- Directed by: Mark L. Lester
- Written by: Rafael Jordan
- Starring: Brian Krause Anne McDaniels Steven Helmkam Candice Nunes Berne Velasquez Gildon Roland
- Cinematography: Alexander Yellen
- Edited by: Daniel Duncan
- Music by: Christopher Cano
- Release date: September 22, 2013;
- Running time: 79 minutes
- Country: United States
- Language: English

= Poseidon Rex =

2013 horror film directed by Mark L. Lester

Poseidon Rex is a 2013 horror film directed by Mark L. Lester. While searching for long-lost Mayan treasure using explosives, underwater explorers accidentally awaken a prehistoric predator that can travel on the land and in the sea. The film was released September 22, 2013.

==Plot==
On a small island off the coast of Belize, Jackson Slate is forced, by the local crime kingpin, Tariq to dive for lost Mayan gold in the Great Blue Hole. Jackson and two other divers detonate explosives at the bottom of the hole to find the gold, although the ensuing explosion knocks Jackson unconscious and releases a prehistoric, amphibious tyrannosaurus, into the water, which kills the two other divers, as well as Tariq's guard on the surface. Meanwhile, the couple, Rod and Jane are on vacation on the island, and are taken to the hole by boater Henry to go snorkeling. But they come across Jackson floating in the water and Henry takes him, as well as Rod and Jane, to his marine biologist friend, Sarah's house to nurse him back to health. But they find a gold coin that, Jackson kept for later and question him about it. Jackson reveals his trouble with Tariq, although invites the group to diving with him to find the rest of the gold. All go except Jane, who decides not to get caught up in the potential trouble that, Jackson is in and she stays on the island.

Two of Tariq's men are sent to search for Jackson's team, although they are killed by the same tyrannosaurus. Jackson's group, as well as the local coast guard find the wreckage, as well as a severed arm, which Sarah concludes was bitten off, by a giant animal. But despite this, Jackson and Sarah go diving for the gold well Rod and Henry remain at the surface, and find a series of eggs belonging to the tyrannosaurus, deciding to take one to Sarah's lab to study. Meanwhile, Jane is invited, by two tourists to join her on a boat party. But the boat is attacked, by the tyrannosaurus, Jane is knocked off the boat and sinks into the water, since she cannot swim, Jane is also fatally wound, by the tyrannosaurus, well everybody else is killed, by the tyrannosaurus.

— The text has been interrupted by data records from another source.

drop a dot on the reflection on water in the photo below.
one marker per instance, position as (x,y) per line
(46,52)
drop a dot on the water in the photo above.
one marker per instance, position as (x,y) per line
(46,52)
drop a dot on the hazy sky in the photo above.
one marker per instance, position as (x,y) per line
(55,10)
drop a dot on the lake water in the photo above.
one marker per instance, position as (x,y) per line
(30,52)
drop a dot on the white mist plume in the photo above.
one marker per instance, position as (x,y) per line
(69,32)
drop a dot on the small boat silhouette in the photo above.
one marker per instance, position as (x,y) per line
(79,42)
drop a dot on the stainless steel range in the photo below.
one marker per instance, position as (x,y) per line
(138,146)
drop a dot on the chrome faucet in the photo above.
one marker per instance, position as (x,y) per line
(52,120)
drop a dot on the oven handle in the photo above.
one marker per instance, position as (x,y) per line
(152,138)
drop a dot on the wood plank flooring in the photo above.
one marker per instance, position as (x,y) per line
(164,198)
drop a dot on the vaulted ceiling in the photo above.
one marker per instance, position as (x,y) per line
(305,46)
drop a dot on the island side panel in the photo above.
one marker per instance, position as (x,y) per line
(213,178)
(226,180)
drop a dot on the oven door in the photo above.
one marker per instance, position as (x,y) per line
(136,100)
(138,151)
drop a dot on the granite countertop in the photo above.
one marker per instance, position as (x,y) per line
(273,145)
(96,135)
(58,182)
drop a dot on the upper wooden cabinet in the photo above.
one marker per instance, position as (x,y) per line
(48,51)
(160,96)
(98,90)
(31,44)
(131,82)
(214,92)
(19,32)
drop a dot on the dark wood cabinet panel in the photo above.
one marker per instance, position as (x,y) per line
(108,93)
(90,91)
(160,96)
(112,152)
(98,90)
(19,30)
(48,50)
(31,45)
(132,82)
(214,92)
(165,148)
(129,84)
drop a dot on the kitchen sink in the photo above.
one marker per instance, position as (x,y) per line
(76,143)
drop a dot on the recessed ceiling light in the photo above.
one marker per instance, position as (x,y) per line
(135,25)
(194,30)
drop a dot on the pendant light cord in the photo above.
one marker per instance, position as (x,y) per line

Rod and Henry rush to save Jane, but she is already dead, devastating Rod. At the lab, the egg hatches, birthing a smaller tyrannosaurus, which attacks Jackson and Sarah, causing them to lock it in a refrigerator. Tariq and his men soon arrive to confront Jackson, although he releases the baby tyrannosaurus on them that, seemingly killing them, as Jackson and Sarah escape, and reunite, with Rod and Henry.

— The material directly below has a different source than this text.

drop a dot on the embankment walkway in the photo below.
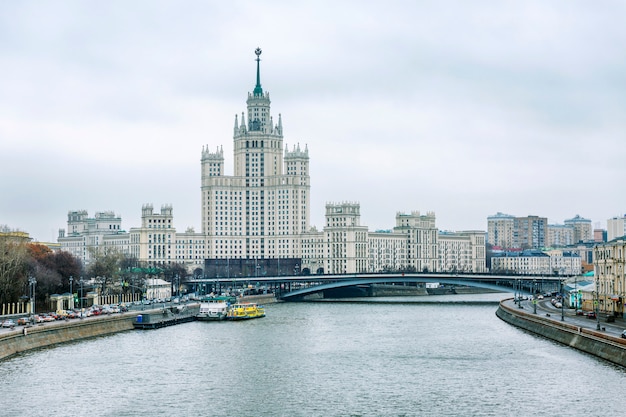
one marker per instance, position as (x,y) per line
(573,332)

Now aware that, there is a deadly dinosaur in the water, who Sarah name's "Poseidon Rex", due to its amphibious physiology, as well as being a species of the tyrannosaurus, the group heads out, onto the sea, with the coast guard to try to kill the Poseidon Rex. But their attempts fail and Henry is killed. The remaining group returns to shore and the coast guard heads out to destroy the Poseidon Rex once more, although it quickly kills them, before attacking and killing people on land. Jackson, Sarah and Rod attempt to steal a car, although Tariq arrives still demanding Jackson for the gold. The Poseidon Rex eats Tariq, allowing Jackson, Sarah and Rod to escape. After picking up guns at Tariq's compound, they are chased, into the forest, by the Poseidon Rex, before escaping to an abandoned military base, where they decide to spend the night. They attempt to radio for help, although to no avail. Jackson and Sarah have sex that night, before the group gets a response from the military the next morning, which states they are going to bomb the island, in order to kill the Poseidon Rex and they have to escape.

Jackson decides to fly a plane over the ocean to distract the Poseidon Rex well Sarah and Rod escape in a boat. But the Poseidon Rex chases the boat, instead and Rod attempts to shoot it, with a bazooka, although he falls, into the water and is eaten. As several fighter jets bomb the Poseidon Rex and wound it, Sarah takes the bazooka and fires it, decapitating the Poseidon Rex. Sarah returns to land and reunites, with Jackson, although they realize that, they forgot to destroy the dozens of eggs still in the ocean, one of which hatches in the meantime.